Chancellor Angela Merkel said she will stand firm against pooling Germany’s debt with the rest of the euro area and won’t raise taxes if voters elect her for another four years in the fall.

Presenting her Christian Democratic Union bloc’s campaign platform for the Sept. 22 election, Merkel said European Union countries should agree on ways to boost competitiveness, not “always look for the next pot” of aid money, and pledged to increase Germany’s economic strength.

“The first thing is to figure out how all of us become more competitive, how we can do our homework,” Merkel said in a speech to national Christian Democratic leaders in Berlin today. “We don’t just need more fiscal stability. We don’t just need more oversight over the banks.”

Merkel is running for a third term on her handling of the euro area’s debt crisis, which includes financial rescues for five of 17 euro countries and a commitment to preventing the joint currency’s breakup in return for austerity programs. The 127-page platform suggests more of the same if Germans re-elect her as head of Europe’s biggest economy.

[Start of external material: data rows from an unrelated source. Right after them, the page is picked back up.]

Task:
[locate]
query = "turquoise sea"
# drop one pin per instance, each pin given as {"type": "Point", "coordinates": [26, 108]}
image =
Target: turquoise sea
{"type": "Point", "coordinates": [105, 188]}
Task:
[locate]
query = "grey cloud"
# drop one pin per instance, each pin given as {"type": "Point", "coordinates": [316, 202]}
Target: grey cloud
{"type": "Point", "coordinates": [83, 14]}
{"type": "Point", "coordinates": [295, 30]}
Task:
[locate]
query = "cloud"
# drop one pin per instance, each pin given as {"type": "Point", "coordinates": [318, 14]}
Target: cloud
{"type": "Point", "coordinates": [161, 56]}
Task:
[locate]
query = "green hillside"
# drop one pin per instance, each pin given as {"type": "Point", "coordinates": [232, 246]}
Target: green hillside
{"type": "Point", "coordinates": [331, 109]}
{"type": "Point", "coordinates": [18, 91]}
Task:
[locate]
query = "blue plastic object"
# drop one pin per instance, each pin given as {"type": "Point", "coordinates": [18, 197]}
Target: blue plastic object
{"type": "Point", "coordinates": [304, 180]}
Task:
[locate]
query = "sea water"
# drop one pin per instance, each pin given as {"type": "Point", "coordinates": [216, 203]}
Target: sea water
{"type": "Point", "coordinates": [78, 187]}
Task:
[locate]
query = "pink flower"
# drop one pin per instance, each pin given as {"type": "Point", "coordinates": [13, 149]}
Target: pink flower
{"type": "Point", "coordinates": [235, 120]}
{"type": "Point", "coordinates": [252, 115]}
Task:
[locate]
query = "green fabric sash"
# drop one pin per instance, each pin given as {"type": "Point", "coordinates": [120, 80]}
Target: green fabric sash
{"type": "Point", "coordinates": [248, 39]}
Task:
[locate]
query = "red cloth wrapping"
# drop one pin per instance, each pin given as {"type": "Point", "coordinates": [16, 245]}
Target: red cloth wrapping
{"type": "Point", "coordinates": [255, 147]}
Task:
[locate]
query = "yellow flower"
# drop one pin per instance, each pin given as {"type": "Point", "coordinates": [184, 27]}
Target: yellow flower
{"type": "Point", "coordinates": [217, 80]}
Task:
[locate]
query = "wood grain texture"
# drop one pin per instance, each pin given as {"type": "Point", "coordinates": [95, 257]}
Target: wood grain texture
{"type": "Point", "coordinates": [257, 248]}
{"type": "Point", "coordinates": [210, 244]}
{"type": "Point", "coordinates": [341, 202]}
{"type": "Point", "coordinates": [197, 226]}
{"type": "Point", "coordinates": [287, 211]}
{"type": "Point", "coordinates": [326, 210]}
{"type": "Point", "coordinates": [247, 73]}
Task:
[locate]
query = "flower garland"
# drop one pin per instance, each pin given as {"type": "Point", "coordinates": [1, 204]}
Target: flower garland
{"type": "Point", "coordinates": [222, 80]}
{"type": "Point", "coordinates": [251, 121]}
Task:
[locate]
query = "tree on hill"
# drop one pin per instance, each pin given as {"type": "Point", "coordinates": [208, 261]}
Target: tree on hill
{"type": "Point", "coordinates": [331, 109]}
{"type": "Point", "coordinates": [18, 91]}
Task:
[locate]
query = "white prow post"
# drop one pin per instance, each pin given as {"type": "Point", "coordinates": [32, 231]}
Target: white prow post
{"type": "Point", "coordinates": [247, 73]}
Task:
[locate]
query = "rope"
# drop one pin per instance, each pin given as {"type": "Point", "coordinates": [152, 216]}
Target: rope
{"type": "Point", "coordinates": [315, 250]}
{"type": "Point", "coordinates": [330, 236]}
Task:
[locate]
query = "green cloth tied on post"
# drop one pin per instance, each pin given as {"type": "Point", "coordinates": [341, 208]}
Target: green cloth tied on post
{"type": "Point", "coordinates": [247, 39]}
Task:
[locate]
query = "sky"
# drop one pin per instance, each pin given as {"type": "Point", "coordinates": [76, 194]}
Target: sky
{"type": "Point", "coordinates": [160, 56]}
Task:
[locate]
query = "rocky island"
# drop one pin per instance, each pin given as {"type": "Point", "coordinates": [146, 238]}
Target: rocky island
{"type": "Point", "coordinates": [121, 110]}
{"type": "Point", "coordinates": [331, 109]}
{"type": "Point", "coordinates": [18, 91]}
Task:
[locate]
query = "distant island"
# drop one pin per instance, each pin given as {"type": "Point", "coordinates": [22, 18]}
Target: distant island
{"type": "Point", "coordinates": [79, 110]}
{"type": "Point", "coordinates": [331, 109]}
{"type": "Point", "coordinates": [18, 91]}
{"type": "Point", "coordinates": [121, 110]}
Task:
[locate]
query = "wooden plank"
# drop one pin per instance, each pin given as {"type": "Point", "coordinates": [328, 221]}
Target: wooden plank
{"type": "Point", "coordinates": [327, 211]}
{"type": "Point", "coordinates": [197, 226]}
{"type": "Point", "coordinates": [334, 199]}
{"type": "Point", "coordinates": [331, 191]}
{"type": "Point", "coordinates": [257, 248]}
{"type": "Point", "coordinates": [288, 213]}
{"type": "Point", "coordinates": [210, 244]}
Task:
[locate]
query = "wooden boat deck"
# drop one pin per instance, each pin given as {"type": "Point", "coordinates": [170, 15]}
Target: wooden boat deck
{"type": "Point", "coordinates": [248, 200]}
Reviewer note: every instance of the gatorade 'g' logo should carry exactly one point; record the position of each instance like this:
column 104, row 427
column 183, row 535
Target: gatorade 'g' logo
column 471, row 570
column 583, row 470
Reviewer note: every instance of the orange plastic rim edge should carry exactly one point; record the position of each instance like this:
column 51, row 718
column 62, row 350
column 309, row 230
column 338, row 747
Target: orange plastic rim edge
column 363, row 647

Merkel maintained her rejection of joint euro-area debt issuance or pooling of existing debt, saying a government of the opposition Social Democrats and Greens would raise business taxes and put Germany on the hook for the euro area’s debt.

“That is the wrong way to go,” she said.

Poll Lead

While Merkel, 58, is the front-runner, polls suggest she may not be able to extend her Christian Democratic bloc’s alliance with the Free Democratic Party. The Christian Democrats and their Christian Social Union Bavarian allies have 41 percent and the FDP 4 percent, according to an Emnid poll of 2,755 people for Bild am Sonntag published yesterday. The opposition Social Democrats have 25 percent and the Greens 14 percent, meaning neither camp would have enough support to form a government if elections were held now. No margin of error was given.

The CDU platform says the euro is “indispensable” for German exports and defending the currency requires deficit reduction and balanced budgets across the EU. While backing procedures to restructure European banks, it rejects EU-wide deposit insurance.

National executives of the CDU/CSU, approved the program at a meeting in Berlin yesterday.